By Alex Stevenson
The upcoming equality bill will make the British National party's (BNP) membership criteria illegal, Harriet Harman has confirmed.
Speaking during business questions opposite Alan Duncan, Ms Harman responded to concerns about the election of two BNP MEPs last week in the European elections.
Ms Harman said she was "shocked and horrified" by their success but went on to say its constitution - which bars non-whites from membership - would become illegal once the equality bill was passed.
"There is no place for a political party in this country to have an apartheid constitution and the equality bill will prevent this from being the case," she said.
Andrew Brons and party leader Nick Griffin were elected as MEPs for the Yorkshire and the Humber and north-west regions with 9.8 per cent and eight per cent respectively in European elections held last week.
Later in the session a Conservative MP suggested to Ms Harman the reason voters in these two "great regions" had turned to the BNP was because of widespread frustration with mainstream parties' ability to deal with the issues of the day.
Ms Harman said that "throughout history" when there had been fear for people's jobs and standards of living "that always provides opportunities for stirring up of apprehension and fear by far-right parties".
She added: "There is no place in British national life and democracy for a party that excludes people on the basis of the colour of their skin".
Ms Harman has a strong record on equality issues and is currently minister for women, beyond her roles as deputy Labour leader and leader of the House.
The equality bill consolidates all the UK's disparate equality laws into one piece of legislation, including laws related to the provision of goods and services, although it is unclear if it will be these sections which affect the party.
A BNP spokesman told politics.co.uk that the move showed "a certain level of desperation" on the part of the government.
"They've never taken this approach to us before.
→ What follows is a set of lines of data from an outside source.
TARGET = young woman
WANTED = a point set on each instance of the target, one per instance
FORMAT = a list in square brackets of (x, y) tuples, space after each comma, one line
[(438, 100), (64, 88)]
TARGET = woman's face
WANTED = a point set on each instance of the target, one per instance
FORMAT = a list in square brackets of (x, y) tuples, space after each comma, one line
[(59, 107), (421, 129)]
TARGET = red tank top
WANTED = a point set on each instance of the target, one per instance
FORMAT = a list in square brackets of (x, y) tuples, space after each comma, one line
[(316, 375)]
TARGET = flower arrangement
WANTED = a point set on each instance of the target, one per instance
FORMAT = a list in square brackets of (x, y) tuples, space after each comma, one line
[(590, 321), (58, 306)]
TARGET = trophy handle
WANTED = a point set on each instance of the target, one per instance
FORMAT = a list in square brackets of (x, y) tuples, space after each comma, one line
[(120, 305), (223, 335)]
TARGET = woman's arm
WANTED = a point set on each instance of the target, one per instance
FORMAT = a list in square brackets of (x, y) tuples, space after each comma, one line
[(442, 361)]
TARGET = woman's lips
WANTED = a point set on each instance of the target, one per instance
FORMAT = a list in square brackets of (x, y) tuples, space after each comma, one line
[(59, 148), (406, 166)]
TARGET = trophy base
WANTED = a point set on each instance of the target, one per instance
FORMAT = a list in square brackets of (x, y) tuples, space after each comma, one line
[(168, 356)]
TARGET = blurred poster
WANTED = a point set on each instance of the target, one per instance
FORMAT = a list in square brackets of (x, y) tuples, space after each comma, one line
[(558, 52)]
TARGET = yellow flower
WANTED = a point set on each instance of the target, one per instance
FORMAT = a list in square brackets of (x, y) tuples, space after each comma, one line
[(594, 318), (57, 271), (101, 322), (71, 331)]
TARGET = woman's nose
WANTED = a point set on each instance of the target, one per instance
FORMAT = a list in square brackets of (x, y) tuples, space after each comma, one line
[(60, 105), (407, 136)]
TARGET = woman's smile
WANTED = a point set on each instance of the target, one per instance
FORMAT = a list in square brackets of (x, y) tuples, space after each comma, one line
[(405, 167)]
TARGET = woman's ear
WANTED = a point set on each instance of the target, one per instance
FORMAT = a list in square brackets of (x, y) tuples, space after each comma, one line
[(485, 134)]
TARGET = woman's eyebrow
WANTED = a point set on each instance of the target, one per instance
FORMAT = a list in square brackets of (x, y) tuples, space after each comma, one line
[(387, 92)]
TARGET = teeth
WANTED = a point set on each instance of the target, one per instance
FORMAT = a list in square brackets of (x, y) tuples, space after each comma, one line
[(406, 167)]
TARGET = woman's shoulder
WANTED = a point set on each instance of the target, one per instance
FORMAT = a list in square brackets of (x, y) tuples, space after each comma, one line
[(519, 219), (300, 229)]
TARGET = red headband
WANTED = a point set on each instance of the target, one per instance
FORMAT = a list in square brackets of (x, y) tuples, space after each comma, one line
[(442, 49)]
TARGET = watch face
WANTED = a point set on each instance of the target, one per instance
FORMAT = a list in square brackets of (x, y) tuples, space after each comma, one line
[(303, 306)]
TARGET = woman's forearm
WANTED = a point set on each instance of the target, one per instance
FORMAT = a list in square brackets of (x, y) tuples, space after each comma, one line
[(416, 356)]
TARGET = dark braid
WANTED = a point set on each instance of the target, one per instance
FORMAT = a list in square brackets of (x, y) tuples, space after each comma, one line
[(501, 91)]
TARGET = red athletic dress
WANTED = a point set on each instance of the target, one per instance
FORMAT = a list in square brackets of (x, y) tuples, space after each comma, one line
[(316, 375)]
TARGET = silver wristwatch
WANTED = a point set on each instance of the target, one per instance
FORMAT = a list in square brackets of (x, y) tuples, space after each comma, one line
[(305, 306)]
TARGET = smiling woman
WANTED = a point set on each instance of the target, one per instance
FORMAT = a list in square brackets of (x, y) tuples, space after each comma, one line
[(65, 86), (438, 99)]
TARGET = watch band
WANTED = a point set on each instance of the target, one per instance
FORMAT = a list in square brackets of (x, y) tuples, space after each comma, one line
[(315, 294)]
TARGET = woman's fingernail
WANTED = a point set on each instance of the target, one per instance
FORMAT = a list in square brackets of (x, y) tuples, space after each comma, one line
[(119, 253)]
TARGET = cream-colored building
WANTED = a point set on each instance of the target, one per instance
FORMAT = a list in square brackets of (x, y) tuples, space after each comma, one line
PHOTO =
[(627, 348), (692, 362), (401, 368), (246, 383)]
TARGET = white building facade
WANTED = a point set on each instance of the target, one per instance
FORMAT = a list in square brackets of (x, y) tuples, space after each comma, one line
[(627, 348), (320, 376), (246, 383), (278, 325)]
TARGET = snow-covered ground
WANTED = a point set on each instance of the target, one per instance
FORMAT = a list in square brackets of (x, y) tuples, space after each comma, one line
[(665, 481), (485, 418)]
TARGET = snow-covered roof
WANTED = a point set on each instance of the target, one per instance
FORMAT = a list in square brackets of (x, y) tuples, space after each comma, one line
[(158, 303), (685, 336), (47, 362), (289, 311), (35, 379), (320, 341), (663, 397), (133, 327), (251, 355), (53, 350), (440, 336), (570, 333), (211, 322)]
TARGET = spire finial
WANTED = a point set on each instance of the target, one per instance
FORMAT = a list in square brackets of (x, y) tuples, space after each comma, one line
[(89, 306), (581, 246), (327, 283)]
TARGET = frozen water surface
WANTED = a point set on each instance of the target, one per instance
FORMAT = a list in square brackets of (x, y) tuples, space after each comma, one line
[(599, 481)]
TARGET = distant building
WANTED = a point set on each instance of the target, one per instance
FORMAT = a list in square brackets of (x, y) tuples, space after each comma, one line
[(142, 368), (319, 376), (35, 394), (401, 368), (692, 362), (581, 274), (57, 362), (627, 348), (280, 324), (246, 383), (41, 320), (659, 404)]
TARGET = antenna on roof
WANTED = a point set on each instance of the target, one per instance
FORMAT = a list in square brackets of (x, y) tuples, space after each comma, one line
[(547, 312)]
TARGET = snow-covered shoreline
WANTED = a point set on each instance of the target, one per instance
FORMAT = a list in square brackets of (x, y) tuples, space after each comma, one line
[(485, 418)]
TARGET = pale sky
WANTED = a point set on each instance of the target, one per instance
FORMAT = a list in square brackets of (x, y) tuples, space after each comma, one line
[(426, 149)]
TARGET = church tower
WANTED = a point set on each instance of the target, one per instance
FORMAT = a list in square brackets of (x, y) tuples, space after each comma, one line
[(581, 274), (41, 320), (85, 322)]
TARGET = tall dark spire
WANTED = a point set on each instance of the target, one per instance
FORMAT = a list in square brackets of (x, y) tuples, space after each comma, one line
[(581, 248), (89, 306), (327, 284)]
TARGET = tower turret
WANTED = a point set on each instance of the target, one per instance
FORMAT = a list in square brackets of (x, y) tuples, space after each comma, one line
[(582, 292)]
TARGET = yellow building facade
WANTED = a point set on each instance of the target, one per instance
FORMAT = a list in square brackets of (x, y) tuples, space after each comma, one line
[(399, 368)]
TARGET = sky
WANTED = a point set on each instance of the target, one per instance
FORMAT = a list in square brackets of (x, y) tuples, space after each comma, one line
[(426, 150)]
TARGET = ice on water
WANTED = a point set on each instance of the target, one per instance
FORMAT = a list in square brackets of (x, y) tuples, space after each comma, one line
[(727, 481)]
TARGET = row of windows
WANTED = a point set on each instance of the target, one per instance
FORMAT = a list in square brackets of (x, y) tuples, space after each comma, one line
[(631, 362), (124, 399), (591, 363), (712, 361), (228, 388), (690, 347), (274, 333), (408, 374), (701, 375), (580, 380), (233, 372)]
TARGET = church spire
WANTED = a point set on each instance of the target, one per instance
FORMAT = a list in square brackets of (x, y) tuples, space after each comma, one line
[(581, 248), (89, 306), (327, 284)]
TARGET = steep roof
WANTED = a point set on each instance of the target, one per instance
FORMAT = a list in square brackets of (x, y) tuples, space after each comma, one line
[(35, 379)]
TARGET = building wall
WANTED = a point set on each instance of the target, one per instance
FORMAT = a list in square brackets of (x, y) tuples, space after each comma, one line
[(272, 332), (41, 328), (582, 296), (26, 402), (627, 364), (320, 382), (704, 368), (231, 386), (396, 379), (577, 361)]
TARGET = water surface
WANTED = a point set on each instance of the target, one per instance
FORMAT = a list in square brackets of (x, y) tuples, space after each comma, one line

Now we've won they're suddenly talking about changing the voting system and now taking some sort of legal course with our constitution," John Walker said.
"This government have the audacity after their shambolic showing with the poll results that their parties received. to try and change the voting system when they have no mandate from the British people whatsoever."
He suggested the party may put forward some legal arguments to combat the government's proposals and added: "These people would obviously by their actions like to see us shut down."
In June 4th's European elections, won by the Conservatives, Labour came third overall with 15.7 per cent of the overall vote. The BNP were sixth with 6.2 per cent.